Quad/Graphics Posts Mixed Q4, 2010 Financials
SUSSEX, WI—Quad/Graphics Inc. reported results for its fourth quarter ending Dec. 31, 2010, which reflect the July 2, 2010, acquisition of Worldcolor. For the sake of comparisons, references to pro forma measures assume that the acquisition of Worldcolor was completed on Jan. 1, 2009.
Fourth quarter 2010 net sales increased to $1.39 billion from pro forma net sales of $1.36 billion in the fourth quarter of 2009 and $1.21 billion in the third quarter of 2010. Fourth quarter 2010 adjusted EBITDA of $224.2 million compared to $235.5 million in fourth quarter 2009 and $159.2 million in third quarter 2010; and fourth quarter 2010 adjusted EBITDA margin of 16.2 percent compared to 17.3 percent in fourth quarter 2009 and 13.2 percent in third quarter 2010.
Integration-related closures of eight North American manufacturing facilities, Worldcolor’s Montreal headquarters and other restructuring actions have resulted in the net reduction of approximately 3,000 employees to date.
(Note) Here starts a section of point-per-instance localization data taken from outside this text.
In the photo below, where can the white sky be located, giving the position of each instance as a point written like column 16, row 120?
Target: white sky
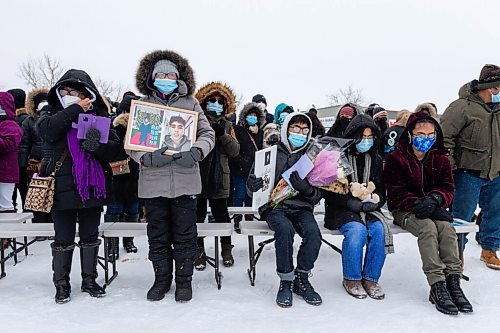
column 401, row 53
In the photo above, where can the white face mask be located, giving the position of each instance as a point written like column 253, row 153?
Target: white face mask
column 41, row 105
column 70, row 100
column 262, row 106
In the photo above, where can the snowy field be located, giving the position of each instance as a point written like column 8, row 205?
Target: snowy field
column 27, row 297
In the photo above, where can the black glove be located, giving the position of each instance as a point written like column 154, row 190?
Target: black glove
column 424, row 207
column 301, row 185
column 91, row 142
column 441, row 214
column 254, row 184
column 369, row 207
column 355, row 205
column 218, row 129
column 188, row 158
column 156, row 159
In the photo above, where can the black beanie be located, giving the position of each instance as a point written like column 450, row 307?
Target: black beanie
column 19, row 97
column 259, row 98
column 40, row 98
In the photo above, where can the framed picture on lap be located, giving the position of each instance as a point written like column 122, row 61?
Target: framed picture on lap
column 154, row 126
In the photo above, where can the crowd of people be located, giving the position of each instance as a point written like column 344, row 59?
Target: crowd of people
column 428, row 172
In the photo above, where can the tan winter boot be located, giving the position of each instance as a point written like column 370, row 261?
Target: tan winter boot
column 491, row 259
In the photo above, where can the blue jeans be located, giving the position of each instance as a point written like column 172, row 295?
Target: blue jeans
column 117, row 208
column 356, row 235
column 471, row 190
column 240, row 195
column 285, row 224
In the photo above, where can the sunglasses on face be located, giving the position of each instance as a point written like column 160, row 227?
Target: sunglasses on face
column 161, row 76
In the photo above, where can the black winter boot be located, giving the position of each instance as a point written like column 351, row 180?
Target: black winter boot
column 302, row 287
column 62, row 256
column 440, row 297
column 284, row 298
column 88, row 259
column 183, row 289
column 457, row 294
column 163, row 280
column 128, row 242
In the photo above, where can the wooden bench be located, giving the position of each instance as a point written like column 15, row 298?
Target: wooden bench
column 215, row 230
column 260, row 228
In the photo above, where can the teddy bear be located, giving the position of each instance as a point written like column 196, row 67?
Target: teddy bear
column 364, row 192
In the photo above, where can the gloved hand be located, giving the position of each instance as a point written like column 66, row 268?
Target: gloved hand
column 301, row 185
column 424, row 207
column 441, row 214
column 369, row 207
column 218, row 129
column 91, row 142
column 355, row 205
column 188, row 158
column 254, row 184
column 156, row 159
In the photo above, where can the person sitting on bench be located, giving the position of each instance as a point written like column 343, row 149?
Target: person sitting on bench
column 293, row 215
column 420, row 186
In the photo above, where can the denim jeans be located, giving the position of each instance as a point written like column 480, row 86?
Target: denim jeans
column 240, row 196
column 471, row 190
column 356, row 235
column 285, row 224
column 117, row 208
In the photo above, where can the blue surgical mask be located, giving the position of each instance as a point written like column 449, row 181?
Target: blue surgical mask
column 251, row 120
column 495, row 98
column 423, row 144
column 166, row 86
column 364, row 145
column 297, row 140
column 215, row 107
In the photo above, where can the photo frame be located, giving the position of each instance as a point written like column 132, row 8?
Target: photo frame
column 154, row 126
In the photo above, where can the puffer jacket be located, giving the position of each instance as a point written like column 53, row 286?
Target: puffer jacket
column 172, row 180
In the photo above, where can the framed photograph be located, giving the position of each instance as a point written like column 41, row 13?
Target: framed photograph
column 154, row 126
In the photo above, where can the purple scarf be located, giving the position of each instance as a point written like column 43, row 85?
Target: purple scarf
column 87, row 171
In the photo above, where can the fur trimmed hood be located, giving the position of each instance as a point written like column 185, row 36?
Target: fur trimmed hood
column 223, row 89
column 143, row 77
column 121, row 120
column 30, row 101
column 252, row 107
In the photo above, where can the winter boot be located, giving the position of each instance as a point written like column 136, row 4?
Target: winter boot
column 227, row 256
column 457, row 294
column 88, row 259
column 163, row 280
column 354, row 288
column 284, row 298
column 373, row 289
column 128, row 242
column 112, row 247
column 62, row 256
column 440, row 297
column 302, row 287
column 491, row 259
column 183, row 289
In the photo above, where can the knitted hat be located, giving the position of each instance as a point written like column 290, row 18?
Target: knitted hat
column 259, row 98
column 19, row 97
column 489, row 77
column 165, row 66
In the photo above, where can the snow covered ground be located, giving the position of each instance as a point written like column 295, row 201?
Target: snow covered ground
column 27, row 297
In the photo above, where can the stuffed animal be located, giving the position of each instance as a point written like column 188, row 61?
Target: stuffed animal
column 364, row 192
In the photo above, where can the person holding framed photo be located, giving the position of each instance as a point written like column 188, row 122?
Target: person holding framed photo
column 170, row 183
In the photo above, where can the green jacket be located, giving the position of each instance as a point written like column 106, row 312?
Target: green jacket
column 472, row 134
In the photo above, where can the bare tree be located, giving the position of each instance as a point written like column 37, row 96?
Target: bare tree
column 41, row 72
column 347, row 95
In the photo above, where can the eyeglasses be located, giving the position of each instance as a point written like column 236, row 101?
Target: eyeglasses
column 298, row 129
column 423, row 135
column 171, row 76
column 68, row 91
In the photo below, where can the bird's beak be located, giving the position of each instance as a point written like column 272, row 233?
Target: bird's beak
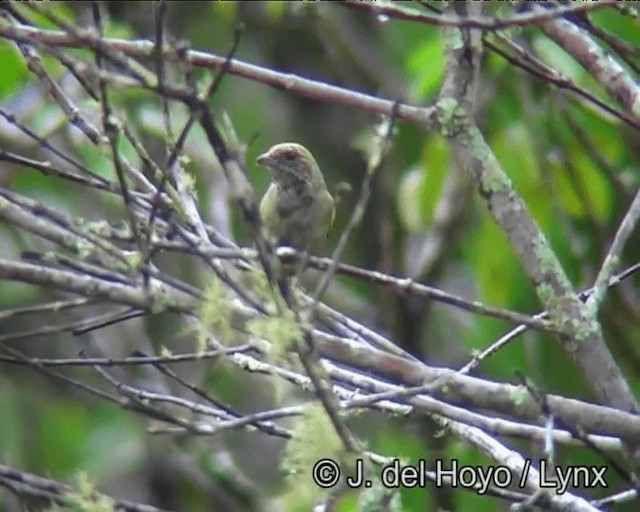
column 263, row 159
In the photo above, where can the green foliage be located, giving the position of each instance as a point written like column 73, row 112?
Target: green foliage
column 215, row 315
column 313, row 438
column 85, row 498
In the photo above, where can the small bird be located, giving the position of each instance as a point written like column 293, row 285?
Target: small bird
column 297, row 209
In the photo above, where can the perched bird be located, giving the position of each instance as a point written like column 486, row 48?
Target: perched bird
column 297, row 209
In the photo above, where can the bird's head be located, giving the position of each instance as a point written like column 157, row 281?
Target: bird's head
column 291, row 164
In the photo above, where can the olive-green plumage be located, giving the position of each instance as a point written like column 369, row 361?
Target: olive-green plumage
column 297, row 209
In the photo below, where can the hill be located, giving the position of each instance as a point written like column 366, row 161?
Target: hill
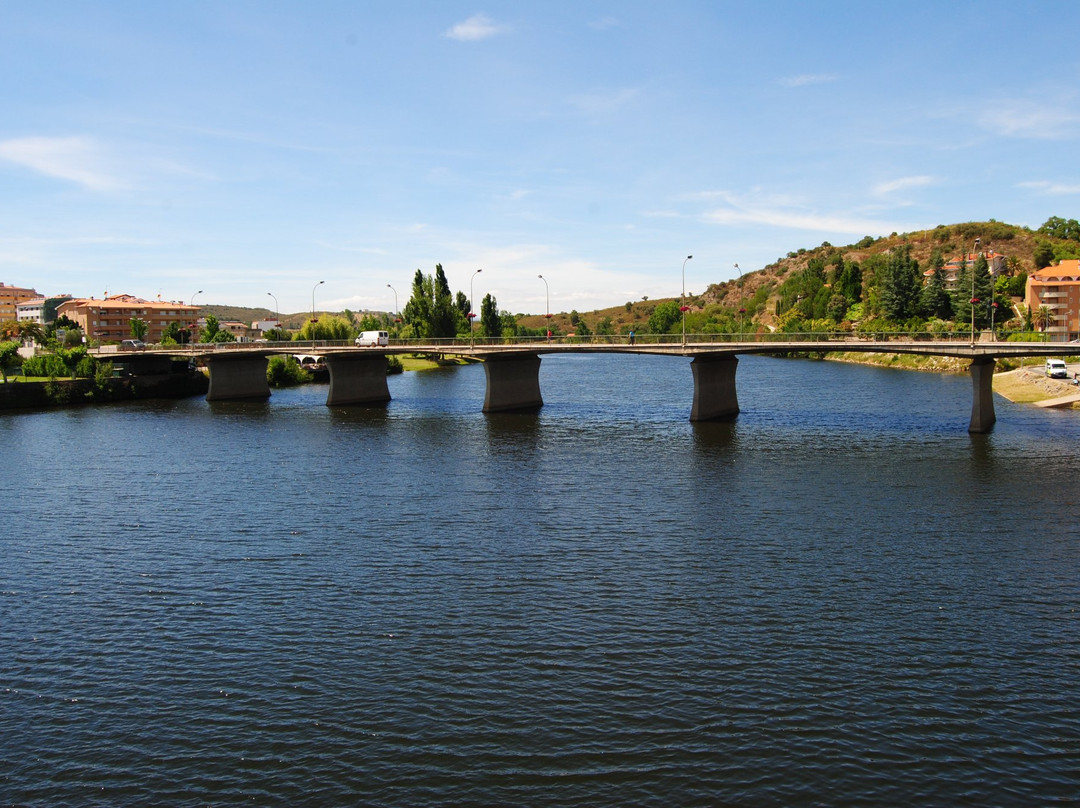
column 756, row 292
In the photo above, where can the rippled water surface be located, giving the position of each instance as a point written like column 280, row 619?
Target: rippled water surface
column 840, row 597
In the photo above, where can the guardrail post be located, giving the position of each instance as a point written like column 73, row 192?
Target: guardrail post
column 237, row 376
column 982, row 399
column 714, row 387
column 513, row 382
column 356, row 379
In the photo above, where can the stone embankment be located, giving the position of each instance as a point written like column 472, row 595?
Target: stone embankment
column 1030, row 386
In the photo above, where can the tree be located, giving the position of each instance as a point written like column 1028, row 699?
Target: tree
column 490, row 325
column 138, row 327
column 9, row 358
column 663, row 318
column 285, row 372
column 444, row 322
column 211, row 331
column 1043, row 255
column 327, row 327
column 173, row 334
column 934, row 300
column 900, row 285
column 1042, row 318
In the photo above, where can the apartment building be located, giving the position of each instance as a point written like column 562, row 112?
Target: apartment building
column 40, row 309
column 108, row 320
column 11, row 297
column 1057, row 287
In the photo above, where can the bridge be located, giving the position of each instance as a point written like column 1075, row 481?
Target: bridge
column 512, row 368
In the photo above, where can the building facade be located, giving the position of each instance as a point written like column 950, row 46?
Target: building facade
column 41, row 309
column 1057, row 287
column 11, row 297
column 109, row 320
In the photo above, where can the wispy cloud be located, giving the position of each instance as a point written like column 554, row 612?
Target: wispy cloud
column 805, row 79
column 78, row 160
column 787, row 214
column 475, row 28
column 604, row 103
column 1051, row 189
column 604, row 23
column 902, row 184
column 1043, row 121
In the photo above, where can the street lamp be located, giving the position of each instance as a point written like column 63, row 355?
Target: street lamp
column 973, row 299
column 472, row 312
column 192, row 304
column 547, row 308
column 277, row 309
column 683, row 307
column 313, row 321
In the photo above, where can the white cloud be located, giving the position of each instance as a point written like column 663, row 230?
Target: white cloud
column 604, row 24
column 902, row 185
column 475, row 28
column 604, row 103
column 805, row 79
column 785, row 213
column 76, row 159
column 1052, row 189
column 1050, row 121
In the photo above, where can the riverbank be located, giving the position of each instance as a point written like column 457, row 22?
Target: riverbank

“We are very pleased with our results for fourth quarter 2010, which is our second quarter reporting as a combined company,” said Joel Quadracci, chairman, president and CEO. “Net sales were up slightly over pro forma 2009 despite continued pricing pressures and the downward trajectory of Worldcolor revenues.”
Quadracci noted that the company will continue its focus on improving operational excellence through lean manufacturing and continuous improvement initiatives as well as reinvesting in its platform.
“We are rapidly deploying lean manufacturing across our entire organization to achieve improved efficiencies, reduce waste, lower overall operating costs, enhance quality and timeliness, and create a safer work environment for our employees. As a result of our effective integration efforts and synergy achievements along with aggressive cost management, our adjusted EBITDA of $224.2 million and adjusted EBITDA margin of 16.2 percent marked a solid finish to our year,” he added.
The company reports it continues to make significant progress in the integration of Worldcolor.
By year end 2010, the company had closed six North American plants and Worldcolor’s Montreal headquarters. In early 2011, it already announced or completed two additional North American plant closures. The impact of these and other restructuring actions will result in the closure of approximately 3.6 million square feet of manufacturing and warehousing space, and a gross reduction of 4,400 employees.
“Overall, the integration process is moving forward as expected, but we are not finished as this is a 24-month journey,” Quadracci stated. “We are now confident that we’ll achieve somewhat more than the $225 million in synergy savings on an annual run-rate basis within 24 months of closing the Worldcolor acquisition. We continue looking for additional cost-savings opportunities to build upon our integration synergy savings.”